Approaches that, in addition to the above EU specificities, modify the implementation of the output floor fail to further reduce the short-term economic costs of the reform, although they decrease the benefits even further. The EU alternative output floor approach and the EU parallel stacks approach have a short-term impact on GDP growth which is comparable to that of the main EU specific approach. However, these deviations further reduce the long-run benefits of the reform. The long-run benefits from the least binding output floor implementation (the parallel stacks approach) are negligible, amounting to only a quarter of the benefits under the plain vanilla Basel III finalisation.

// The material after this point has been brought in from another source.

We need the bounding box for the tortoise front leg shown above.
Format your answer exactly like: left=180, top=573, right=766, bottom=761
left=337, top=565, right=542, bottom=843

Most of the assumptions underlying the estimates of costs and benefits are conservative, which is likely to lead to an overstatement of the costs of the reforms. For example, it is assumed that banks will not have anticipated the moment of the Basel III finalisation phase-in, while in reality banks have several years to prepare and adjust before the new rules come into force. Furthermore, the model only incorporates the dynamics of the largest euro area banks. Since such banks are expected to be those most impacted by the final Basel III rules, this assumption overstates aggregate cost estimates. It is also assumed that banks do not tap equity markets and that they cannot raise capital by issuing new shares.

An important caveat is the assumption of no supervisory response. The analysis assumes that capital requirements and buffers will remain unchanged after the phase-in of the reform (while in fact supervisors are likely to prevent any automatic increases in the absolute value of Pillar 2 requirements[14]). This abstracts from the on-going initiatives aiming at increasing the comparability of capital risk charges across banks which could moderate the marginal impact of the Basel III finalisation package (such as the targeted review of internal models). For instance, the costs of the plain vanilla Basel III finalisation compared with the three EU-specific designs are overstated insofar as Pillar 2 requirements ensure sufficient coverage of risks not included under Pillar 1, and supervisors will eliminate any overlapping charges from Pillar 2 on risks prospectively covered by Pillar 1.